In the respiratory system, dyspnea can develop owing to limited chest excursion as a result of stiffening of cartilage in the chest wall. Our subject had normal range of chest excursion without any symptoms nor any anaesthetic complications. Usually the disorder does not affect life span. After receiving alendronate therapy for two years after the periprosthetic fracture there was improvement in bone mineral density. It now seems practical that adequate antiresorptive therapy to prevent bone fractures in ochronotic patients should be considered much earlier in the course of treatment.

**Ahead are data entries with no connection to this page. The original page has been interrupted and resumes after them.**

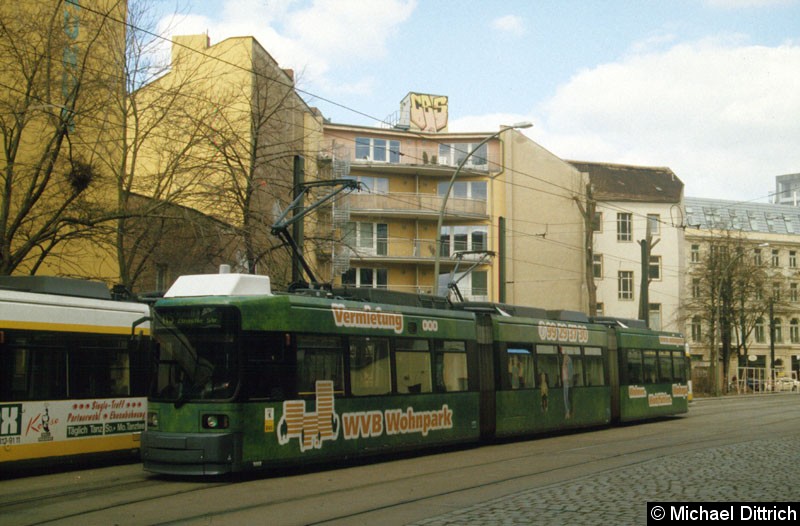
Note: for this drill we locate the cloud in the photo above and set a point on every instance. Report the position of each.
(745, 4)
(719, 112)
(313, 39)
(509, 24)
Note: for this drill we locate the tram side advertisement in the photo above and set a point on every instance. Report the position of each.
(26, 423)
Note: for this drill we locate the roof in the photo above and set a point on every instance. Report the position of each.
(708, 214)
(620, 182)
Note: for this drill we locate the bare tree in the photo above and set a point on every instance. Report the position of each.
(154, 167)
(253, 148)
(52, 102)
(732, 288)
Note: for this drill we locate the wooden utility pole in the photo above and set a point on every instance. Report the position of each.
(647, 245)
(588, 213)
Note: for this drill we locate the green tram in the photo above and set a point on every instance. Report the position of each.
(247, 379)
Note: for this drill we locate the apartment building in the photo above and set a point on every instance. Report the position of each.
(512, 202)
(757, 246)
(633, 202)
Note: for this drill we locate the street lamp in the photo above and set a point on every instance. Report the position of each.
(714, 349)
(438, 233)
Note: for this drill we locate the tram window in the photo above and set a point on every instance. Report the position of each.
(319, 358)
(634, 359)
(267, 374)
(679, 366)
(13, 377)
(413, 361)
(549, 366)
(572, 366)
(370, 369)
(649, 367)
(98, 373)
(450, 366)
(520, 368)
(593, 361)
(664, 366)
(47, 374)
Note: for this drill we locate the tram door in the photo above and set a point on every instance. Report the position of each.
(486, 375)
(613, 373)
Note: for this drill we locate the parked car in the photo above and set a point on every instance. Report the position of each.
(784, 383)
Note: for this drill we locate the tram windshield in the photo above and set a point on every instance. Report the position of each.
(197, 354)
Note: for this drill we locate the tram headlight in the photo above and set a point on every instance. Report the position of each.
(152, 419)
(215, 421)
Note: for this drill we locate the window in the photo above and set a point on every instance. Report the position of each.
(597, 266)
(413, 373)
(654, 224)
(479, 285)
(624, 227)
(595, 373)
(450, 366)
(377, 150)
(367, 238)
(460, 238)
(573, 354)
(597, 222)
(625, 284)
(654, 310)
(464, 189)
(664, 366)
(695, 253)
(697, 331)
(520, 367)
(376, 278)
(634, 366)
(370, 369)
(549, 367)
(655, 268)
(759, 330)
(454, 154)
(679, 367)
(649, 368)
(319, 358)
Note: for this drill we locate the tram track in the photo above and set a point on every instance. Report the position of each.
(594, 451)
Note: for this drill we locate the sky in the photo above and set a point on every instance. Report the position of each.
(708, 88)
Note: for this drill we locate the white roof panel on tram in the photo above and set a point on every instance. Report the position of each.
(219, 285)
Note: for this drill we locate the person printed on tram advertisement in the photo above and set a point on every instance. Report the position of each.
(566, 380)
(544, 389)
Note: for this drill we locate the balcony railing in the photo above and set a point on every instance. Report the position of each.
(415, 204)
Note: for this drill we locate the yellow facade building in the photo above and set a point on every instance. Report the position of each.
(511, 198)
(60, 76)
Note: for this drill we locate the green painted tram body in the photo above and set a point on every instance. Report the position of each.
(487, 374)
(642, 398)
(523, 411)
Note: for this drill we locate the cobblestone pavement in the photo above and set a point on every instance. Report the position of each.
(763, 470)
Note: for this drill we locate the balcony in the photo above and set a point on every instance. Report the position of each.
(400, 250)
(411, 205)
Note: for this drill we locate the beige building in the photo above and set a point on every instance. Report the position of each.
(757, 247)
(228, 146)
(511, 198)
(632, 200)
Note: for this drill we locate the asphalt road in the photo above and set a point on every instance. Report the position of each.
(724, 450)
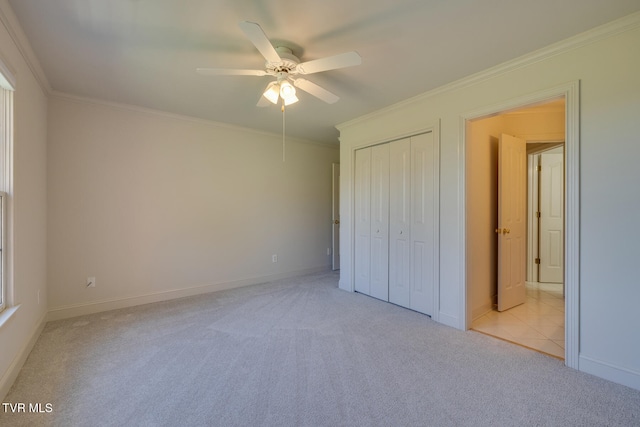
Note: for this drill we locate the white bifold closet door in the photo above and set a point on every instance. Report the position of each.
(372, 221)
(395, 213)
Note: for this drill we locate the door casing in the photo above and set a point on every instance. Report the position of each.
(571, 93)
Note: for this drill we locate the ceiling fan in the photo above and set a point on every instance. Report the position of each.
(282, 64)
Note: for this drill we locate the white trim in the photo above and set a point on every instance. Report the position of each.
(20, 40)
(571, 93)
(434, 129)
(74, 310)
(590, 36)
(610, 372)
(14, 368)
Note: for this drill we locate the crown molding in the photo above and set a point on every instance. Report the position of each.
(10, 21)
(593, 35)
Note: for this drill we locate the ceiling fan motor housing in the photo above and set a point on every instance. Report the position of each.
(288, 63)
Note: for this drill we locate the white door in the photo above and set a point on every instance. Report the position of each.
(400, 222)
(551, 218)
(335, 218)
(423, 239)
(362, 195)
(512, 202)
(380, 222)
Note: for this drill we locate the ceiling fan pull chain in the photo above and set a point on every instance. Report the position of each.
(283, 128)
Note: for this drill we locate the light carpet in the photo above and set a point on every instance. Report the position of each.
(297, 352)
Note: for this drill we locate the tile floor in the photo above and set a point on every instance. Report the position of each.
(537, 324)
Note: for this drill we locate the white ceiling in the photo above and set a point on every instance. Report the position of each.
(144, 52)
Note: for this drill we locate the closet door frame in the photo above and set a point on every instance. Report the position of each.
(435, 130)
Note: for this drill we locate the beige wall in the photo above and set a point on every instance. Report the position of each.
(607, 69)
(157, 206)
(28, 210)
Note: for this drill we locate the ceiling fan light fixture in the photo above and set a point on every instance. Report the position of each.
(287, 90)
(292, 99)
(272, 93)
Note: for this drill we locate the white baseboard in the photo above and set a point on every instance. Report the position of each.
(609, 372)
(12, 372)
(449, 320)
(66, 312)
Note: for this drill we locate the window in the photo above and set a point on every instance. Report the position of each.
(7, 85)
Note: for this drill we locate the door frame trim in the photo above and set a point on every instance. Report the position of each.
(434, 129)
(571, 93)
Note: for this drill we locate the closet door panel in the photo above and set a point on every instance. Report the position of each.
(400, 222)
(362, 261)
(423, 220)
(380, 222)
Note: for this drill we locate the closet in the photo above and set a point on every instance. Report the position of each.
(396, 213)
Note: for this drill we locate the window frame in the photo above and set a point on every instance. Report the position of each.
(7, 88)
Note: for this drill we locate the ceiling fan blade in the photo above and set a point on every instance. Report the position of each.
(316, 91)
(263, 102)
(229, 72)
(348, 59)
(260, 40)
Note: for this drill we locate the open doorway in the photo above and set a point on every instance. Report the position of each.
(538, 320)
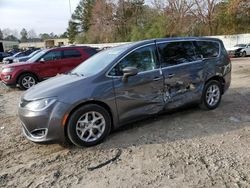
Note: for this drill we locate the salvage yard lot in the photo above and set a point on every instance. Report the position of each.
(187, 148)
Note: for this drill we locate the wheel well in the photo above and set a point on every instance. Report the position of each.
(26, 73)
(219, 79)
(102, 104)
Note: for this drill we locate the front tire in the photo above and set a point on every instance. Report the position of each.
(211, 96)
(88, 125)
(26, 81)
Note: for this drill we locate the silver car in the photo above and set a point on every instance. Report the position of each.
(124, 84)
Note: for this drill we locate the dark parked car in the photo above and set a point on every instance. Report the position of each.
(25, 58)
(45, 64)
(3, 55)
(123, 84)
(9, 60)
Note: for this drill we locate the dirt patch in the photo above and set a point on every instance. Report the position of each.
(188, 148)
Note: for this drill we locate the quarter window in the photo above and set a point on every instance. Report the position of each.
(144, 59)
(54, 55)
(71, 54)
(208, 49)
(174, 53)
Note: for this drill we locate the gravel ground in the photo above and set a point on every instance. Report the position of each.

Our patient has been followed for 2 years post-periprosthetic fracture with good radiological union with regular exercises, antiresorptive therapy and he is able to carry out his activities of daily living with walking aid now at the age of 79.

[Table/Fig-1]:

X-ray showing (a) periprosthetic fracture of left femur with Austin moore prosthesis and (b) postoperative fixation with Dynamic Compression platewas

[Table/Fig-2]:

Photograph of eye showing ochronotic pigmentation in sclera

[Table/Fig-3]:

Photograph of ear showing black pigment deposition in cartilage with bony hard pinna

[Table/Fig-4]:

Photograph showing urine specimen immediately on voiding (left) and conversion to brownish black color on long standing (right)

[Table/Fig-5]:

Photomicrograph showing brownish black pigment deposition in cartilage. (Haematoxylin and eosin stained magnification 400 X)

[Table/Fig-6]:

X-ray lateral view of lumbar spine showing osteoporosis, gross narrowing of disc spaces, and calcification of intervertebral discs

Early diagnosis to prevent contracture, timely treatment of fractures and antiresorptive therapy to prevent fractures is absolute necessary to prevent further disability. Physicians and surgeons should be aware of multiple system involvement in this disorder, as early recognition and appropriate treatment may significantly improve the quality of life in these patients.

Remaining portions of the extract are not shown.